The below commentary was originally published in American Purpose.

This past year, Ukrainians have fought bravely for their independence, surprising the world with their willingness and ability to fight and becoming a darling to the West. They’re defending European security, it’s said, fighting for Western values. Washington has led. The United States has provided roughly $23 billion in military assistance–the UK ranks second with an estimated $4 billion–with an additional $10 billion in humanitarian aid. In addition, it has been chiefly American intelligence and US-supplied weaponry that have positioned Ukrainian forces to defend against Russian invaders. American leadership has inspired others. The German Leopards have been freed up. Even French President Emmanuel Macron says his country will stand with Ukraine for as long as it takes.

The closer one otherwise gets to the front lines—to the menace, the predator—the clearer the threat becomes. Central and Eastern Europeans in particular (with the notable exception of Hungary) have shown unprecedented solidarity. Polish Prime Minister Mateusz Morawiecki organized the first visit of European leaders to Ukraine in March of last year. His remarks at the time were, “We know you are fighting not only for your homes, for your freedom, for your security, but also for ours.”

This resonates deeply across Eastern Europe.

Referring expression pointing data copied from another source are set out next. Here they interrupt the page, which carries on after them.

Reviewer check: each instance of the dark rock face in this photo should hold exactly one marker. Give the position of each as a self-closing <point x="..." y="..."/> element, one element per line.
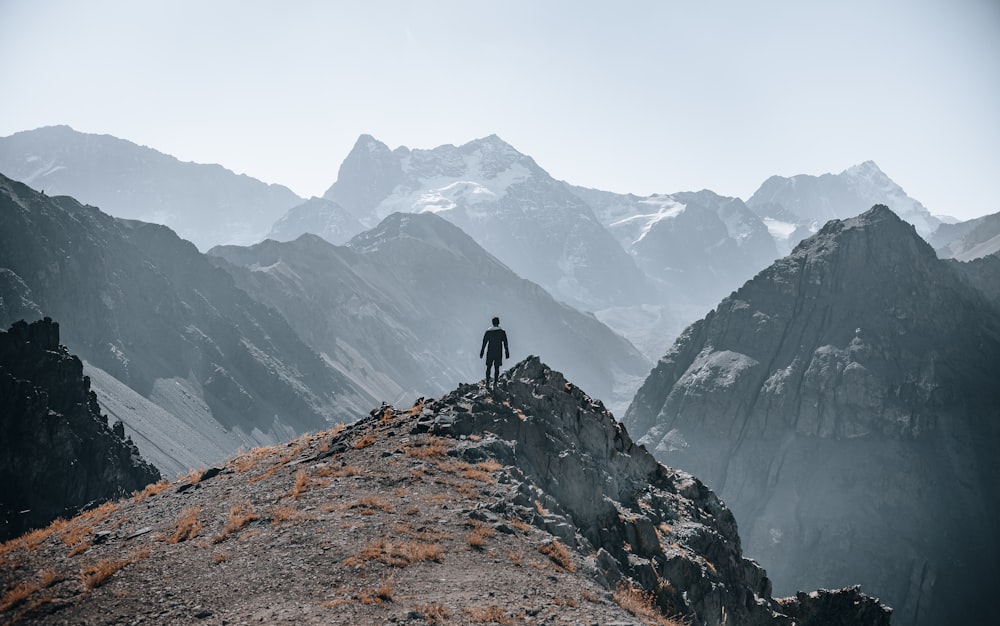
<point x="145" y="306"/>
<point x="205" y="204"/>
<point x="586" y="481"/>
<point x="838" y="196"/>
<point x="983" y="274"/>
<point x="969" y="240"/>
<point x="58" y="453"/>
<point x="844" y="405"/>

But to what extent does it further west? One year into the war, the United States and its closest partners have yet to articulate clear war aims, while Ukraine’s elected government is crystal clear.

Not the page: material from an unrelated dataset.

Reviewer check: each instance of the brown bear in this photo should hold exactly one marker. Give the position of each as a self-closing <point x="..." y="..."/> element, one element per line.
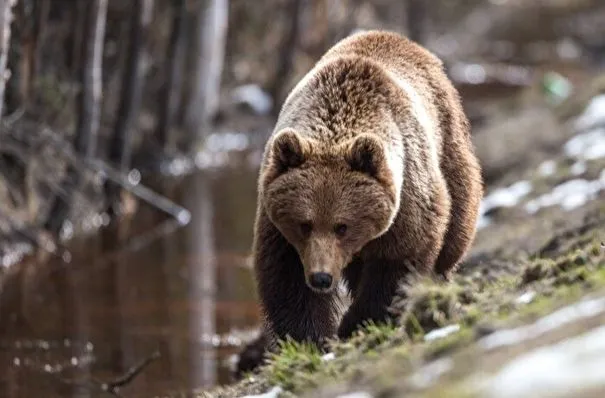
<point x="369" y="175"/>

After the fall of the Soviet Union, some in the West seemed to think that the project of “Europe whole and free” was a light lift—pushing rocks down a hill. Eastern Europeans were skeptical. We wanted agency. We wanted insurance against Russian revanchism and were often dismayed when our concerns were dismissed as outdated and emotional. We grimaced as one American administration after another tried its Russia reset. Those able to join NATO were relieved.

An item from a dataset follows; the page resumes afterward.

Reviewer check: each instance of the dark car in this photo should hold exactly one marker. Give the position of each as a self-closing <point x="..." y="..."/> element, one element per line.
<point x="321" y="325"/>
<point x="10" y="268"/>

Of course, it was heartening to hear European Commission President Ursula von der Leyen say last year that Western Europeans should have listened to their neighbors to the east about Russia. But there is yet to be a clear assertion by the EU that we must aim for a thorough defeat of Russia. The war is far from over, and Western allies are still bickering over whether to give Ukrainians the full and proper means to defend themselves.

While some Western leaders fear escalation, some of us closer to the action are more concerned about another frozen conflict, with the Kremlin’s war criminal still at large, European security compromised, and America chastened.